Le certificat médical initial du même jour mentionne 'une périarthrite scapulo humérale droite et gauche (1999) – syndrome défilé thoraco-brachial Dte (1999) – syndrome défilé thoraço brachial G (2006)'.
La caisse primaire d’assurance maladie de l’Eure (la caisse) a pris en charge la maladie de Mme [I] désignée comme une 'tendinite de l’épaule gauche', au titre de la législation professionnelle. La date de la maladie a été fixée au 15 octobre 2014.

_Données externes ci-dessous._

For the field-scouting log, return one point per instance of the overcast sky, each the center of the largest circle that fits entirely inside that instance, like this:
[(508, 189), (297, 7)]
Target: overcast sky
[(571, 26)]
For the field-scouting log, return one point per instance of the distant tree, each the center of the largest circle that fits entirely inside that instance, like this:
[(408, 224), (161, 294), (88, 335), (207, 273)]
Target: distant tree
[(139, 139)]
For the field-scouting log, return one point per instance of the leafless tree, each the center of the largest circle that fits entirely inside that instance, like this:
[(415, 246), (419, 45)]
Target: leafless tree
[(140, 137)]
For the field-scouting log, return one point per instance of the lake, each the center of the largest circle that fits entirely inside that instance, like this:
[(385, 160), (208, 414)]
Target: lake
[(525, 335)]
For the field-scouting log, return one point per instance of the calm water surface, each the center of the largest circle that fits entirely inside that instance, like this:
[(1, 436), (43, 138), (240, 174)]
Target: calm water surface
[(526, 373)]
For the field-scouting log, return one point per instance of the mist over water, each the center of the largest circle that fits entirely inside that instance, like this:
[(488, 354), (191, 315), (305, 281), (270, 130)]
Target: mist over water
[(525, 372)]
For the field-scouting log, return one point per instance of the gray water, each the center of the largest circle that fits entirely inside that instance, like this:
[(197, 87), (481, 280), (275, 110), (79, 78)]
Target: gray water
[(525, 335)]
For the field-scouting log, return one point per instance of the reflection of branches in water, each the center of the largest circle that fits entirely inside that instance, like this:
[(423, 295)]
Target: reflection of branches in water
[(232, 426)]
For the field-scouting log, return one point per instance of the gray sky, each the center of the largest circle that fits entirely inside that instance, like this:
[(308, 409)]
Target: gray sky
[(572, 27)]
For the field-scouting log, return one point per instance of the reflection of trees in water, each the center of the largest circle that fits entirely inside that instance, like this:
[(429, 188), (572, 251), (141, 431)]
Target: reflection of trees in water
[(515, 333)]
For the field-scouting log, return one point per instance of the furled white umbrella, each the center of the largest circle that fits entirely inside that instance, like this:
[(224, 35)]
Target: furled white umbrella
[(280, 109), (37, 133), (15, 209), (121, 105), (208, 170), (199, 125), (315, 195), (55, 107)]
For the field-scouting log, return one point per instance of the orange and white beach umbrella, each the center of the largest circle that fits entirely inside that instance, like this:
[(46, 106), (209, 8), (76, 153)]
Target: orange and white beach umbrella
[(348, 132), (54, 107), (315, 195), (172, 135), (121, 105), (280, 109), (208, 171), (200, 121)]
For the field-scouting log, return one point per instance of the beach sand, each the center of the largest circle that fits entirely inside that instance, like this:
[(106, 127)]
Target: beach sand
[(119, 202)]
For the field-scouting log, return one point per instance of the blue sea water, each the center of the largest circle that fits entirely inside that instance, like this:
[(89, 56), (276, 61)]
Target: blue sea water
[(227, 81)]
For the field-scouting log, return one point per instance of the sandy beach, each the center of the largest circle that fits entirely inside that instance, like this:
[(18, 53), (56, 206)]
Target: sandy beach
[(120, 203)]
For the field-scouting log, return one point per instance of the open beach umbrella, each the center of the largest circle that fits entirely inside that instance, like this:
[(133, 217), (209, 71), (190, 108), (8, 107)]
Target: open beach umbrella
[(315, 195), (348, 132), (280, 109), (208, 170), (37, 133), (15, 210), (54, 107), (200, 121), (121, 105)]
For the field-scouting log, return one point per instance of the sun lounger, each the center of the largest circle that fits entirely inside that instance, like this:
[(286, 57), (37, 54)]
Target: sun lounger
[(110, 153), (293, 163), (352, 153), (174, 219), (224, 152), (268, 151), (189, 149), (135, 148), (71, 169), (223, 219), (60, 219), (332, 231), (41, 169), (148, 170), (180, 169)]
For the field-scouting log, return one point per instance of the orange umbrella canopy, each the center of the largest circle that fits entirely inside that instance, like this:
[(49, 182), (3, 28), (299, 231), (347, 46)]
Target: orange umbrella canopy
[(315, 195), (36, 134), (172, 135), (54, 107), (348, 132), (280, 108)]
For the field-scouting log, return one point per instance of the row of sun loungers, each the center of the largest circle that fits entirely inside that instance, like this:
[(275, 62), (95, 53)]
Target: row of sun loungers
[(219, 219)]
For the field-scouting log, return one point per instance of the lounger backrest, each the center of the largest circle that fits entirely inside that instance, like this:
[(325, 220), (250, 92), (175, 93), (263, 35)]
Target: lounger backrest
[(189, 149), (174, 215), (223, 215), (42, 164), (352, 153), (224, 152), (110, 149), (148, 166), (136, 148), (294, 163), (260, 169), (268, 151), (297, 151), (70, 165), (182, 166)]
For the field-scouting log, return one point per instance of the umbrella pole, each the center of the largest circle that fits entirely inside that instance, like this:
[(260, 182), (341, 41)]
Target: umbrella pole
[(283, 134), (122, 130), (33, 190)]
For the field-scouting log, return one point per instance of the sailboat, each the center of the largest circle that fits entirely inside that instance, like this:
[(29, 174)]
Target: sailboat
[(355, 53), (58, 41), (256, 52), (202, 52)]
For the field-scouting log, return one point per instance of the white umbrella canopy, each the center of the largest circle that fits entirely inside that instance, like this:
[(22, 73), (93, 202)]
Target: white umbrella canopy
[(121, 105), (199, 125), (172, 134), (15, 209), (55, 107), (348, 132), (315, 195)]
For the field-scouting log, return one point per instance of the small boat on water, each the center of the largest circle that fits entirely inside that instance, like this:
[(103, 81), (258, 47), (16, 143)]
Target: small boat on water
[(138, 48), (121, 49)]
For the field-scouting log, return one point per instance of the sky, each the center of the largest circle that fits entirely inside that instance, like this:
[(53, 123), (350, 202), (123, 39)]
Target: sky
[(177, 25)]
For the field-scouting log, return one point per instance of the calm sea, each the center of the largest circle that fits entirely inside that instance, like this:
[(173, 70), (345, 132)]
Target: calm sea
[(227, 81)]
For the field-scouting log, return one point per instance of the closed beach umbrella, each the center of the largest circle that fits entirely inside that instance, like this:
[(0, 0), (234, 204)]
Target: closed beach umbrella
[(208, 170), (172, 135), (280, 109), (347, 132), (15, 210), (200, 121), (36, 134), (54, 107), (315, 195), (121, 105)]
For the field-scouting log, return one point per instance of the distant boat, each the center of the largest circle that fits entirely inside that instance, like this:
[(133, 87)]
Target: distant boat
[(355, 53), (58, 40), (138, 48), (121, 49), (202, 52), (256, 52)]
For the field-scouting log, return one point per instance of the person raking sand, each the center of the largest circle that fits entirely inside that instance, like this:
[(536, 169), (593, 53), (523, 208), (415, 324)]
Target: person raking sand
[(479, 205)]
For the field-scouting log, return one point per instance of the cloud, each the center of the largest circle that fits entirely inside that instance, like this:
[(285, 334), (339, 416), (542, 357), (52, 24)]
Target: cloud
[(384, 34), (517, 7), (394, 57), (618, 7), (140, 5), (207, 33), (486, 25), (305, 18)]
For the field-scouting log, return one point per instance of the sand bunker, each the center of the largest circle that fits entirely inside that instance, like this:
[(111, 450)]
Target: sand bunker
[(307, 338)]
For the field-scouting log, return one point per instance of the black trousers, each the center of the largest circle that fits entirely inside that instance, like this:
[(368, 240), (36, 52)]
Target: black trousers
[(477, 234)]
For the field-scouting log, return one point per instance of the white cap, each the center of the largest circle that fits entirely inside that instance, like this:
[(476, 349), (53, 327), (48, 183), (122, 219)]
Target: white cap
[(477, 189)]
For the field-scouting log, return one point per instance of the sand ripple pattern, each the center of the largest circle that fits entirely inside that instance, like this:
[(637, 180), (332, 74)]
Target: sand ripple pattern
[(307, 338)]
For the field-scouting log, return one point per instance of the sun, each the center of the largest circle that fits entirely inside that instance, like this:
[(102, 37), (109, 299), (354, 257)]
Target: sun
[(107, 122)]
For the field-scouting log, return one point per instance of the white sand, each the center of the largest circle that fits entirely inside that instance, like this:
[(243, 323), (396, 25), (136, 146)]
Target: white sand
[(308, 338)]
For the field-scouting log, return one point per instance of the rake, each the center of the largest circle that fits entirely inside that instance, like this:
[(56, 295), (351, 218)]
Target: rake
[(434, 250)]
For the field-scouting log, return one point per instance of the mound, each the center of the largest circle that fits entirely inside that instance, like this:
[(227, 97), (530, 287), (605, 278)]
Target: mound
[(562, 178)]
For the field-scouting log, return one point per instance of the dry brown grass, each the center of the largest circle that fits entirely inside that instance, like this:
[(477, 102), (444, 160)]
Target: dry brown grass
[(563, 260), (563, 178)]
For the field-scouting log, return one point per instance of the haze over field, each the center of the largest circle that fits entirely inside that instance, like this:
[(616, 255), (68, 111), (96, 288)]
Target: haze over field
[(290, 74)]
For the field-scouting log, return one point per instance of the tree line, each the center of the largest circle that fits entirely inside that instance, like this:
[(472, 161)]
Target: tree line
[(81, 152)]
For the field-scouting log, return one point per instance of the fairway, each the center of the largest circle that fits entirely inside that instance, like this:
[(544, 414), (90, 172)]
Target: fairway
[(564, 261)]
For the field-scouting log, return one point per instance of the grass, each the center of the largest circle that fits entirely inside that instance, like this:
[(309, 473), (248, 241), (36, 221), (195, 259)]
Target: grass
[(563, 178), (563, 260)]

L’état de santé de Mme [I] a été déclaré consolidé par le médecin conseil de la caisse à la date du 31 janvier 2017, avec un taux d’incapacité permanente partielle (IPP) de 16 %.
Le 5 avril 2017, la société a saisi le tribunal du contentieux de l’incapacité afin de contester ce taux d’IPP.

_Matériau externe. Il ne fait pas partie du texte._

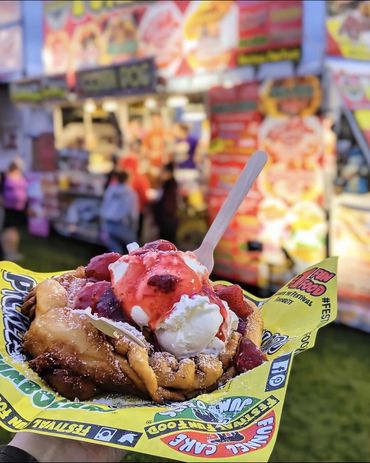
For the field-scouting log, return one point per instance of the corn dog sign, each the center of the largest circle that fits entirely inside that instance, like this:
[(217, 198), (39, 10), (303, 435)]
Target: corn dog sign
[(238, 422)]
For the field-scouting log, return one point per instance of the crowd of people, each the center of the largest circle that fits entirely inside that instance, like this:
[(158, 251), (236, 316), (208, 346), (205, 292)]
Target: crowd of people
[(13, 201), (145, 185), (141, 195)]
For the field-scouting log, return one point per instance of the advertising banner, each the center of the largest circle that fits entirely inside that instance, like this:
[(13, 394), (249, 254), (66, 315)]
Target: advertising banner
[(133, 78), (281, 224), (269, 31), (10, 11), (184, 37), (11, 54), (235, 122), (348, 27), (353, 88), (50, 88)]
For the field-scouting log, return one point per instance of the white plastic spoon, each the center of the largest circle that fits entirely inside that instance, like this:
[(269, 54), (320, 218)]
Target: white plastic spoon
[(248, 175)]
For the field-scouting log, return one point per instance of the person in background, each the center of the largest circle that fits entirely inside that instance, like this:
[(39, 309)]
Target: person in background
[(14, 190), (185, 146), (138, 181), (165, 209), (119, 213), (154, 146)]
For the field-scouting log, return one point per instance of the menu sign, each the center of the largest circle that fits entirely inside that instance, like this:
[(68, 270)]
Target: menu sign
[(348, 27), (354, 89), (269, 31), (282, 221), (36, 90), (235, 122), (134, 78), (184, 37)]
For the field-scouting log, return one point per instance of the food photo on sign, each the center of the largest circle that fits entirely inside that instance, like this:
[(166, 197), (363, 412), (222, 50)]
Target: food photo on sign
[(140, 349)]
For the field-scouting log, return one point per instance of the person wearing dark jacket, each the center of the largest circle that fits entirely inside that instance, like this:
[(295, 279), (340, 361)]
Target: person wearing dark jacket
[(165, 209)]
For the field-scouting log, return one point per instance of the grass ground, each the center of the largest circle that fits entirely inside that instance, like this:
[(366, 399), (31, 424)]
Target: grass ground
[(326, 415)]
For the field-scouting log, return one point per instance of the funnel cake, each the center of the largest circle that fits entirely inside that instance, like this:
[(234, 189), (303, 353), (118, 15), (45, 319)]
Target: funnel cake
[(195, 335)]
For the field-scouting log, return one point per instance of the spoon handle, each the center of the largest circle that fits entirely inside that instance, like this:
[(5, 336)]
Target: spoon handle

À l’audience, le docteur [W] a été désigné par le tribunal pour évaluer le taux d’IPP de Mme [I]. Après avoir pris connaissance des pièces médicales du dossier, il a conclu à un taux d’IPP de 10 %.
Par jugement du 26 septembre 2019, le tribunal de grande instance de Rouen auquel a été transféré le contentieux de la sécurité sociale, a :
— déclaré recevable et bien fondé le recours de la société
— fixé dans les rapports entre la société et la caisse, à 10 % le taux d’IPP de Mme [I] suite à la maladie professionnelle du '15 mars 2014' consolidée le 31 janvier 2017.

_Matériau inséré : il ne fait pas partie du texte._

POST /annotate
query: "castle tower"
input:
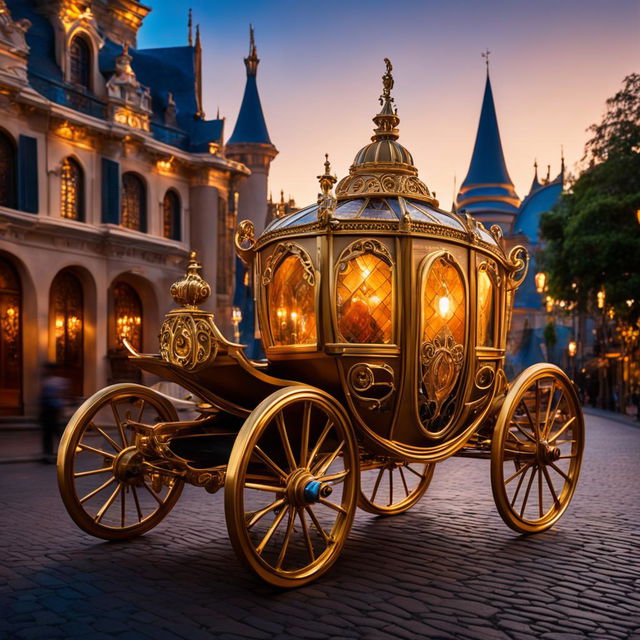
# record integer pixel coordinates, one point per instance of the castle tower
(250, 144)
(487, 192)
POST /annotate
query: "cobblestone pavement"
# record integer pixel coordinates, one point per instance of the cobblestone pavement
(447, 569)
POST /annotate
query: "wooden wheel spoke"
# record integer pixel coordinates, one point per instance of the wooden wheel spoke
(377, 484)
(116, 416)
(551, 487)
(524, 467)
(317, 525)
(282, 428)
(404, 482)
(269, 462)
(106, 436)
(319, 442)
(92, 472)
(307, 537)
(561, 472)
(526, 495)
(332, 505)
(322, 467)
(274, 525)
(306, 426)
(287, 538)
(263, 487)
(137, 503)
(105, 507)
(564, 427)
(256, 516)
(100, 452)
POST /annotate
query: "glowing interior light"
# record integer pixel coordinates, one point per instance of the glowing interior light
(444, 304)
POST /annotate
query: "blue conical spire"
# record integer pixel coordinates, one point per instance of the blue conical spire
(250, 125)
(487, 192)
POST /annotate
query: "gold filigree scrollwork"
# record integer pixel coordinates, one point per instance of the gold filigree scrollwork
(517, 267)
(360, 247)
(188, 340)
(244, 241)
(376, 381)
(280, 252)
(441, 361)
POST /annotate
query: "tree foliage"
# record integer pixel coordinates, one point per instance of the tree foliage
(592, 237)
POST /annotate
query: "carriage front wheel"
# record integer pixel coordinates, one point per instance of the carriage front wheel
(108, 489)
(537, 448)
(291, 486)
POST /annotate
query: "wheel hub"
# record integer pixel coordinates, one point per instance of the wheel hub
(128, 467)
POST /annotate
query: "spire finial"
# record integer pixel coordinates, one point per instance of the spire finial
(251, 62)
(485, 54)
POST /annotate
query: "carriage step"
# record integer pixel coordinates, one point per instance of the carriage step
(204, 451)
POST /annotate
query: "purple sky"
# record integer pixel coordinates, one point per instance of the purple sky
(553, 65)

La société a formé appel de ce jugement.
Selon arrêt du 27 avril 2022, la cour d’appel de Rouen a confirmé le jugement et condamné la société aux dépens.
Suivant arrêt du 6 juin 2024, la deuxième chambre civile de la Cour de cassation a cassé et annulé en toutes ses dispositions l’arrêt rendu le 27 avril 2022 par la cour d’appel de Rouen, remis l’affaire et les parties dans l’état où elles se trouvaient avant cet arrêt et renvoyé les parties devant la cour d’appel de Caen, aux motifs que pour déclarer l’appel non soutenu par l’employeur, la cour d’appel de Rouen s’était bornée à énoncer que l’appelant n’avait pas comparu ou ne s’était pas fait représenter, sans rechercher si celui-ci avait été régulièrement avisé de la date de l’audience.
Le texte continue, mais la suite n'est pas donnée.